Osteoporosis is more common in women than in men; approximately 80% of osteoporosis cases are in women. Women are often the main focus of these awareness campaigns as are people with a family history of osteoporosis.
Teenage girls are encouraged to build strong bones whilst they are still developing. The consequences of weak bones later in life can be serious. Building strong bones during this crucial development stage includes eating foods high in calcium and vitamin D, eating fruits and vegetables every day, and regular exercise.
During early to mid adult life (20's, 30's and 40's), women are encouraged to learn about preventing osteoporosis.
Osteoporosis awareness campaigns also target people with osteoporosis, who are encouraged to talk to their healthcare providers about maintaining and increasing bone density.
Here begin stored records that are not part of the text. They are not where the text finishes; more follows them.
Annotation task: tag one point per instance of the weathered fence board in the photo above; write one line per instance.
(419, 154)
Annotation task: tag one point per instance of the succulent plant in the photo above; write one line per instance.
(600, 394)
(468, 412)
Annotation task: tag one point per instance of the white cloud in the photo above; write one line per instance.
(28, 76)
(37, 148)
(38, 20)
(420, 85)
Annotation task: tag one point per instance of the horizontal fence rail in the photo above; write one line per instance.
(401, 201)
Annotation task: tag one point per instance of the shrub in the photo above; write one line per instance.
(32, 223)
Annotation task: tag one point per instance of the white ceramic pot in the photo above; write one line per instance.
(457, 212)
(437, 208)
Advice is also given on fall prevention, nutrition and exercise.
Osteoporosis Risk Factors
Low body weight, low estrogen levels, an irregular menstrual cycle, inadequate nutrition, lack of exercise, smoking and drinking alcohol, are all risk factors of osteoporosis. Good bone health can be achieved by eliminating these factors.
Post menopausal women, typically 50 years +, have lower levels of estrogen as their ovaries have stopped producing this hormone. Low estrogen levels are associated with bone loss. Healthcare providers can provide bone density tests. If you have a family history of osteoporosis it is important to ask for this test at this stage of your life.
About 20% of osteoporosis cases affect men. Despite women being 4 times more likely to develop osteoporosis, the number of cases in men is still high.
Osteoporosis In Men
Men in their 50's+ are more likely to develop osteoporosis than be diagnosed with prostate cancer. Much of the advice for men is similar to that for women; eat well, move more and talk to a healthcare provider about whether a bone density test is a suitable option for you.